Vandeven beseft bij de gelukte sprong van Tia dat de finale aan het kantelen is, maar toch is de spanning nog lang niet weg. Vlasic gaat immers bij haar tweede poging ook over 2,05 m, terwijl Tia duidelijk aan het hinken is. De druk bij 2,07 m is er voor Vlasic echter te veel aan. Tia springt slechts één keer op die hoogte en blijft zo de druk bij haar rivale leggen. “We wisten dat we moesten proberen Blanka onder druk te zetten, maar dat gaat pas vanaf 2,03 m of 2,07 m. Als de lat lager ligt, is er voor haar geen uitdaging aan. Ze springt een heel jaar meer dan twee meter alsof het niets is, maar als er nog iemand meegaat op grotere hoogte, dan begint ze vaak last te krijgen van de zenuwen.” Dat Tia slechts één keer op 2,07 m sprong, had te maken met tactiek, maar het was ook noodzaak. “Ze had krampen. Als Vlasic op die hoogte was geslaagd, was het voor Tia gedaan geweest. Ze kon niet meer.”

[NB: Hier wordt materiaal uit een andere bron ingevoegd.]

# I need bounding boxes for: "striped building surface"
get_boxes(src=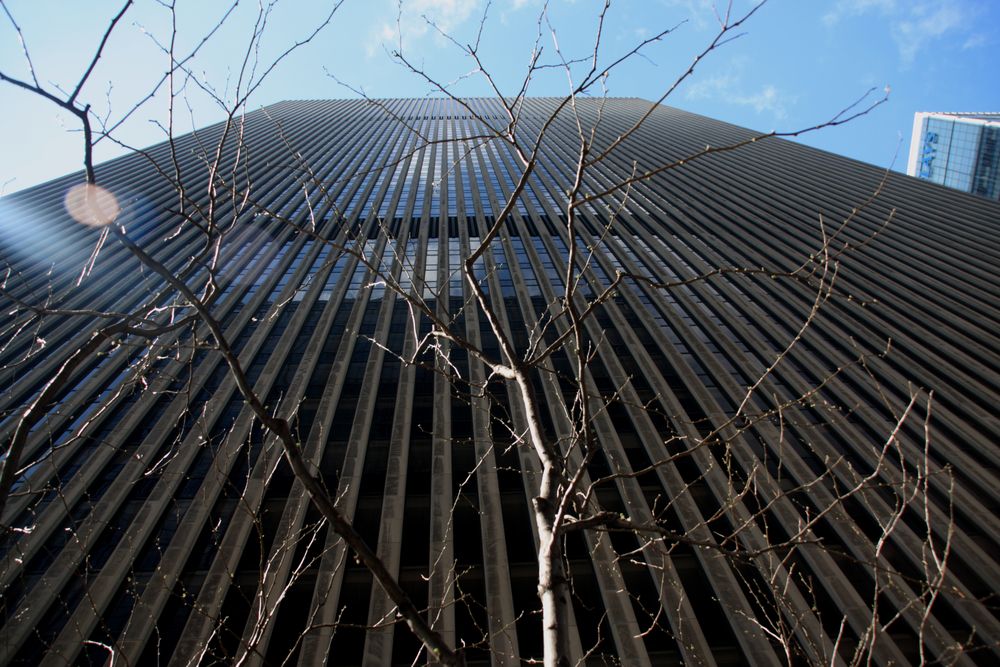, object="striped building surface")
[0,99,1000,665]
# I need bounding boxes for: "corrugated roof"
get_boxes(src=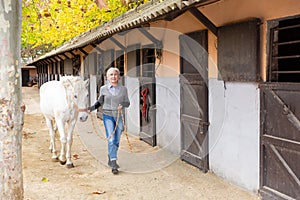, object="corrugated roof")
[28,0,219,65]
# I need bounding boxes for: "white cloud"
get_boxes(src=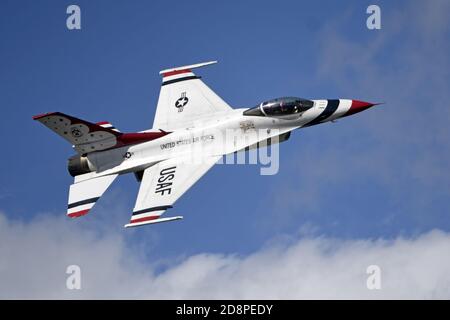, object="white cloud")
[0,214,450,299]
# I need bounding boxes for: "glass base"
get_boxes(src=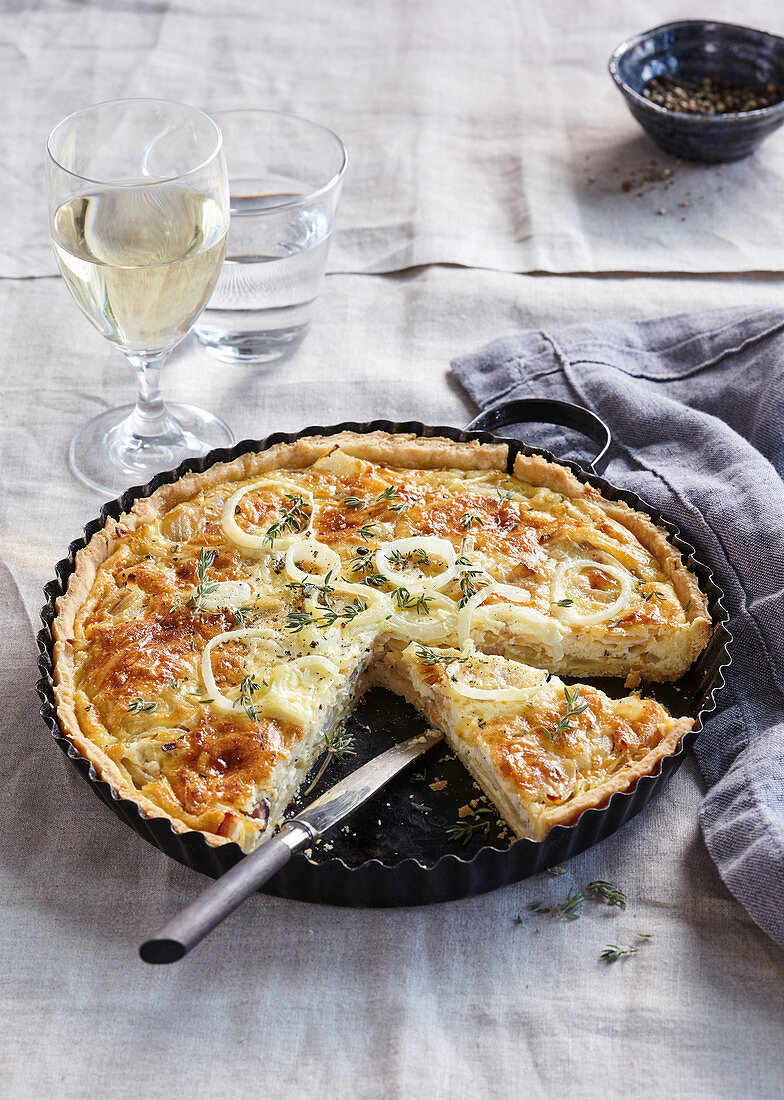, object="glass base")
[68,404,234,496]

Hoogspringers werken hun competitie af in moeilijke omstandigheden. In Peking eisten ondertussen ook de finales van de 5000 meter en van de 4×400 meter en de verschillende huldigingsceremonies de aandacht van het publiek en de camera’s op. Tia springt 1,89 m op het ogenblik dat de meisjes van de estafette hun medaille in ontvangst nemen, ze balt de vuisten als ze één van de concurrentes ziet falen, maar gaat wel de Amerikaanse Chaunte Howard troosten als die faalt op 2,01 m. Ook dat maakt deel uit van haar aanpak.

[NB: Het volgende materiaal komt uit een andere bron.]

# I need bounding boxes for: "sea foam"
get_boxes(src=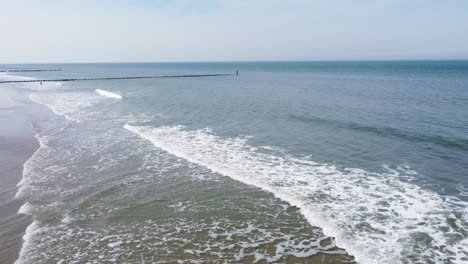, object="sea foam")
[124,124,468,263]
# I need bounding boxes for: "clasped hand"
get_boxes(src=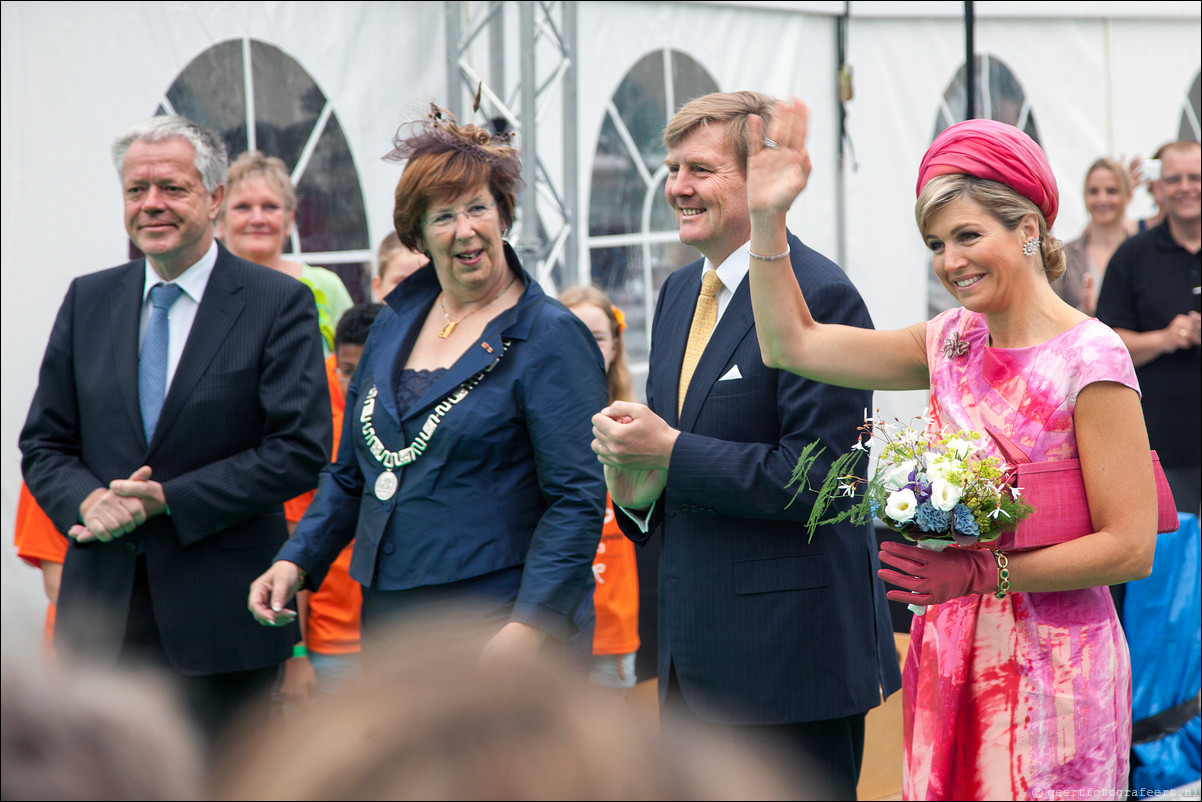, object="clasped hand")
[67,465,167,543]
[593,402,680,510]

“Ze heeft mee voor een andere beleving in het hoogspringen gezorgd. Ze gaat vaak met de concurrentes babbelen en dat draagt bij tot een gemoedelijke sfeer. Dat komt natuurlijk uit de zevenkamp, een discipline waarin tussen de atletes hechte vriendschappen ontstaan omdat ze twee dagen aan een stuk lief en leed met elkaar delen. De enige die altijd apart blijft, is Vlasic”, zegt Vandeven nog. Tia Hellebaut ging echter de hele week samen ontbijten met haar concurrente Anna Chicherova die uiteindelijk brons zou pakken, en maakte tijdens de hele duur van de wedstrijd grapjes met Howard.

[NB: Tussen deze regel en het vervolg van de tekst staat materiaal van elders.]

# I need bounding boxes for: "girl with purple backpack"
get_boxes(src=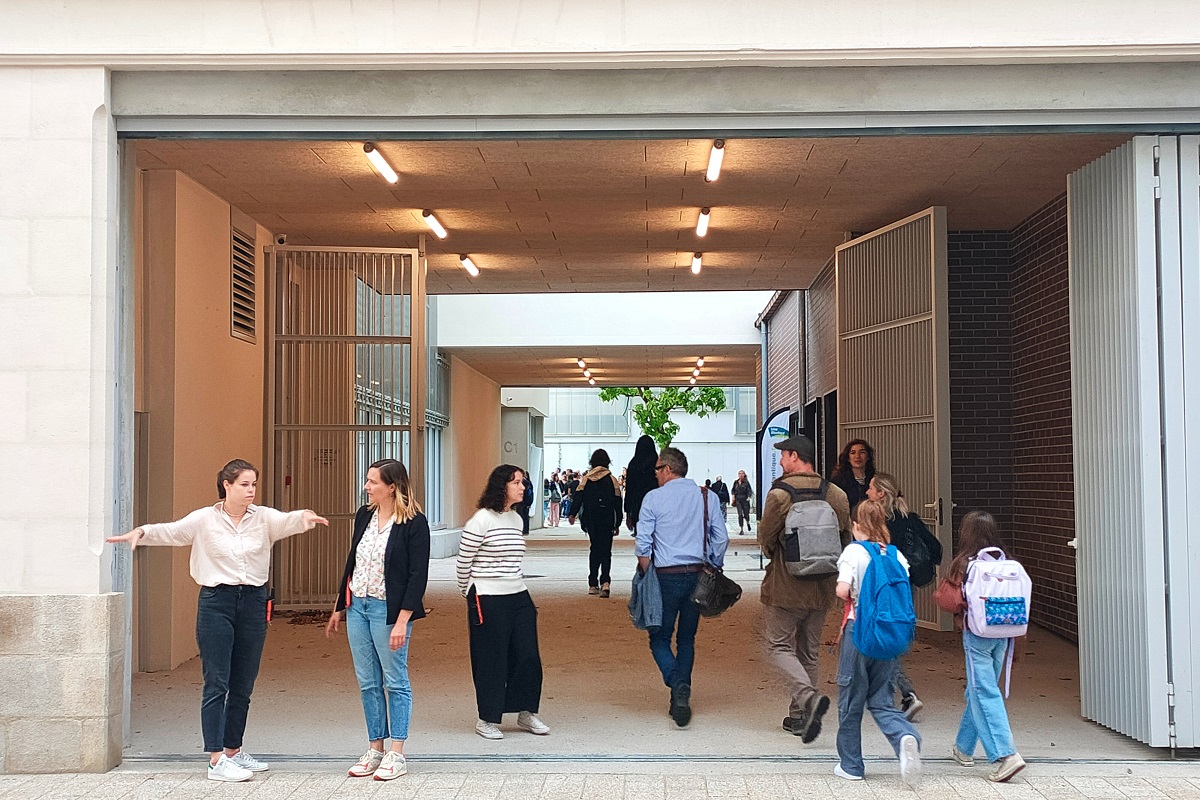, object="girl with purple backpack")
[934,511,1025,783]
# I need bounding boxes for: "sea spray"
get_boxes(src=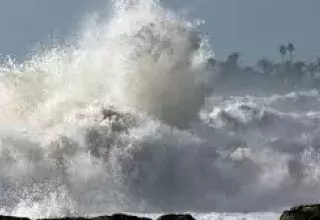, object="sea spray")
[0,0,320,218]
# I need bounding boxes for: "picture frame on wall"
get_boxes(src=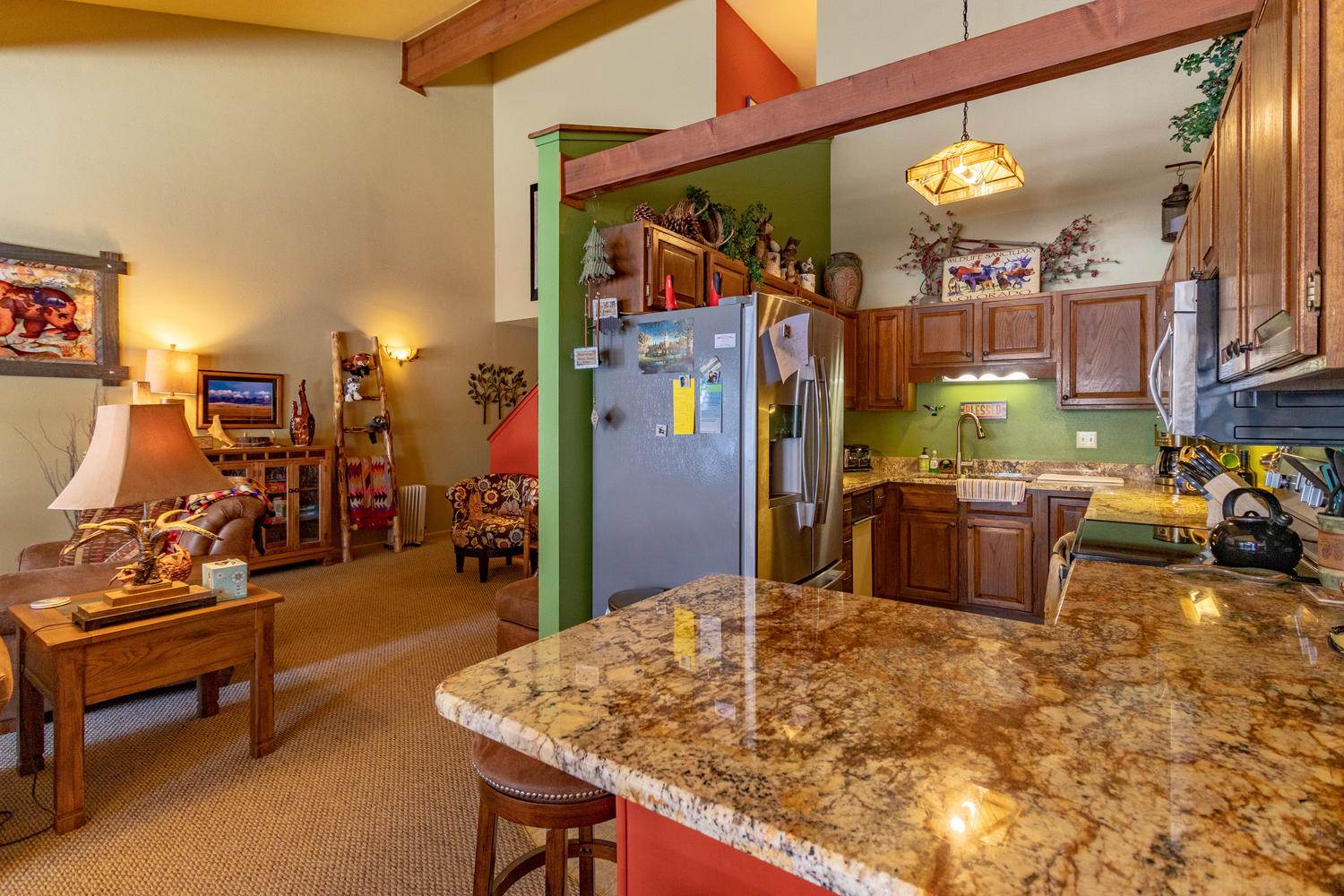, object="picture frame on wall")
[196,371,285,430]
[943,246,1040,302]
[0,243,129,385]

Om 22 uur plaatselijke tijd weet België dan dat het eindelijk een opvolger heeft voor Gaston Roelants, de laatste landgenoot die in de atletiek een gouden medaille haalde, namelijk op de 3000 meter steeple in Tokio ’64. Dan wordt het podium aangesleept voor de cérémonie protocollaire. De ploeg van de 4×400 meter, die zelf net een heel sterke prestatie heeft neergezet, beleeft geboeid mee hoe in het Vogelnest dan toch de Brabançonne weerklinkt. Voor Tia zal na deze historische overwinning nooit nog iets hetzelfde zijn en ze beseft nu al dat haar voornaam net als die van Kim en Justine zal worden bijgeschreven in de annalen van de Belgische sport. “Het land houdt van deze kampioene. Niet alleen om haar sportieve prestaties, maar ook om haar relativeringsvermogen. Ze blaast niet hoog van de toren en blijft eenvoudig. Ze probeert ook in het Frans te antwoorden op de vragen van de Franstalige journalisten en die kunnen dat wel op prijs stellen. Ze is sympathiek en spontaan en ze blijft wie ze is”, geeft Vandeven nog mee.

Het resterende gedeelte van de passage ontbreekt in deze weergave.